Endives braised with fennel bulb and Jerusalem artichoke: the sauce is the thing

>> Saturday, January 2, 2010

Waiting for everyone else to catch up. We have been operating on the assumption that the new year began on or about the twenty-first of December. The interval between then and the official date is when the body and mind adjust to brighter light and more of it, increasing day by day. The dark days of the soul are over, but it takes a few days for the everyday consciousness to get past the somber, claustrophobic crabbiness that comes upon you those last few days when it seems that the end of time is arriving faster than you had expected and you panic. Then one afternoon you walk out and find a bench in the open air where you let the sun do its wonders.

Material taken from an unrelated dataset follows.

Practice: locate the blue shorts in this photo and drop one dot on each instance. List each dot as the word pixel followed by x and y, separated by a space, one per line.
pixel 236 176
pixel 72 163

This is a good day for an omelet, something easy. We discussed the traditions of our childhood, with Black-eyed Peas and Hog Jowl being at the top of the list of New Year’s Day Good Luck dishes to avoid. Instead, we’re braising a pot of assorted vegetables. The endive is taking center stage this time, thanks to the farmers who put together this week’s pannier. But we also have on hand some fennel bulbs and Jerusalem artichokes (topinambour). Chopping the topinambour into tiny morsels, the tinier the better, is worth the effort. These tiny bits will stay firm, almost crunchy, thus adding a chewy texture to an otherwise very soft mix.

A while later, when the vegs have had a chance to soften a bit, Juliette passes through the kitchen a couple of times and adds the following: a soup spoon of miso, half a glass of red wine, a half cup of raisins (and the wine they’ve been marinating in), a couple of scoops of almond powder, a block of tofu crumbled up, curcumin powder.

This is the basic idea. More refinement needed on the description.